Penticton's new housing project sees fatality, more issues

Housing project's rocky start

Chelsea Powrie

It's been a rocky start for Penticton's newest supportive housing project, which has seen a death of a tenant and two others kicked out for security concerns in its first two months of operation. 

Burdock House is run by Ask Wellness Society, and executive director Bob Hughes is the first to acknowledge that the project hasn't had a completely smooth liftoff. 

"It isn't all rainbows and lollipops, as we know" Hughes said. "It's been a learning curve for all of us, but it's desperately needed for the community."

The complex opened in early October with some construction still needed, Hughes said. 

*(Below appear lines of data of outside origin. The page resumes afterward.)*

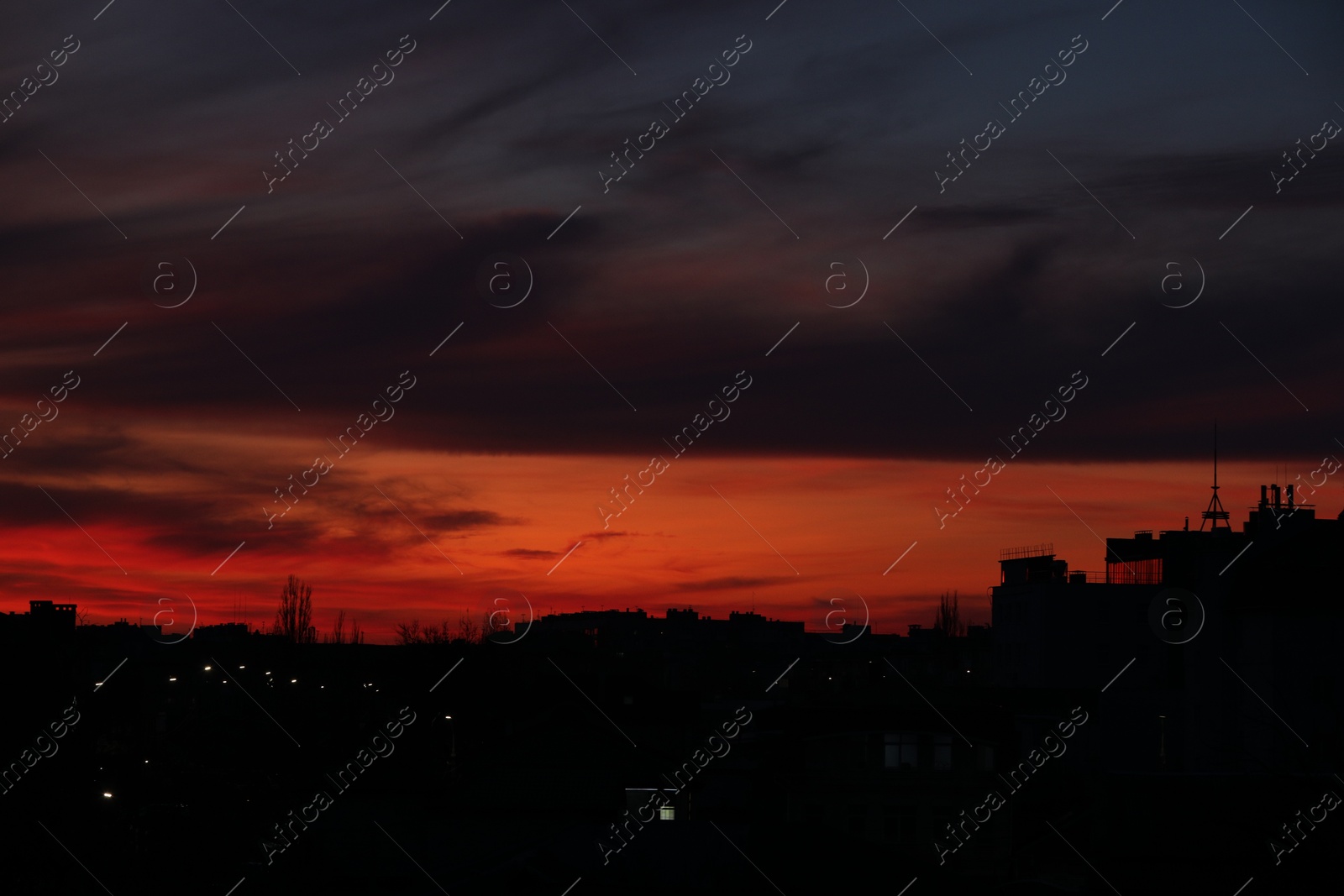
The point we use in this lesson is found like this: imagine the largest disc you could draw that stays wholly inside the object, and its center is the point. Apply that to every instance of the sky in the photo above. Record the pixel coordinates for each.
(214, 316)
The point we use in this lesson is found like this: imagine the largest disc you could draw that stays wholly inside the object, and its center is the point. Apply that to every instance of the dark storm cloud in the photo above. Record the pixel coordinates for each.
(343, 277)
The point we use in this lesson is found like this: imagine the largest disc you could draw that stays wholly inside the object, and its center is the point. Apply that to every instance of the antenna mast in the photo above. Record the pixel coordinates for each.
(1215, 511)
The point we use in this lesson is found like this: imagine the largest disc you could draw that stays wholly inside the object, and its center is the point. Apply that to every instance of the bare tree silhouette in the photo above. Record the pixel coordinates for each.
(295, 617)
(949, 617)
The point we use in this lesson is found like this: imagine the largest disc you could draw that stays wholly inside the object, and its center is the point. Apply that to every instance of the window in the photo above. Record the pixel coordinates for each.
(900, 825)
(942, 752)
(900, 752)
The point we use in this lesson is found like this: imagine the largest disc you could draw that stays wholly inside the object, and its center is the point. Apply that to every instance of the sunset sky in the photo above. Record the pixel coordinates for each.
(727, 248)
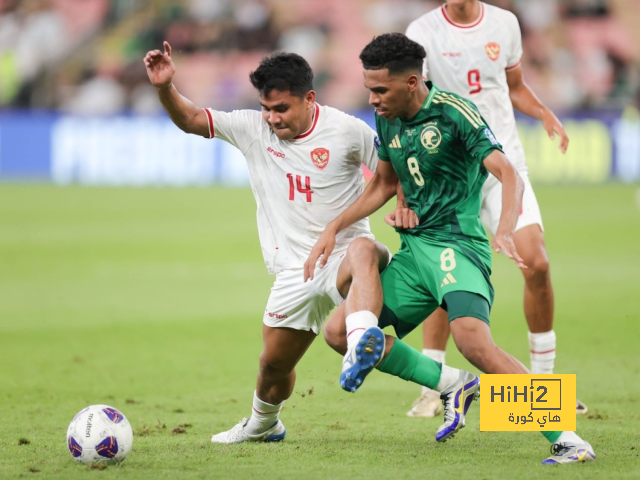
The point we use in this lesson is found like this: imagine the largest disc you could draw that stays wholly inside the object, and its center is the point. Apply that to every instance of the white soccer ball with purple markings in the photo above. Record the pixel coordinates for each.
(98, 434)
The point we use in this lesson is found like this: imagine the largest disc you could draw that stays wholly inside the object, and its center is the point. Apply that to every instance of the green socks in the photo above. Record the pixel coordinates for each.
(410, 365)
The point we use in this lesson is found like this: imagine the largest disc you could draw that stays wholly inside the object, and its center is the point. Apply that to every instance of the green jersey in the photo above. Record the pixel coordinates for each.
(438, 157)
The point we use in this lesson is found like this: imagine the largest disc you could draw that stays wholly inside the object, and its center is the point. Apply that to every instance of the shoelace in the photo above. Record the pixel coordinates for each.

"The rationale for that was just some of the sheer desperation for housing in the community," he explained. "So that's been a bit of a challenge, we had 62 people in within the first week of opening, and that's a big addition to the neighbourhood." 

Hughes said his staff at Burdock have had to evict two people since opening due to concerns that their behaviour was not conducive to security and safety in the community. He and the BC Coroners Service confirmed a tenant died there in late October, with the corner confirming he was in his 30s but unable to give more details as the investigation is ongoing. 

"Many of the people that we are providing services to are very compromised with their health, whether that be chronic illnesses or having severe addictions," Hughes said. 

But Burdock House is still committed to its cause of helping street-entrenched individuals in Penticton get back on their feet. And the bright side is, so far, the neighbourhood has been accepting and it hasn't been causing problems, according to authorities. 

City bylaw supervisor Tina Siebert said they have not seen an uptick in complaint calls from the area since the facility opened. They also have seen a small dent in the number of people they see sleeping on the streets. 

"Burdock is definitely doing a great job, and the City has noticed, with our community safety officers, that a few less rough sleepers are in the area," Siebert said. "But we are finding there are some new people that are arriving that we aren't sure are Penticton residents."

Const. James Grandy of Penticton RCMP said they "support Burdock House" and "routinely meet with staff and residents, and have also met with neighbours of the complex to address their concerns."

Hughes said the goals of the project, which provides mental health and addictions services on site, have never been more important, in a climate of increasing overdose numbers and a housing shortage. 

"We need to really take a stronger approach to providing services to those who are really deeply addicted in the community," he said. 

Burdock House is operating at full capacity with 62 tenants and a waiting list.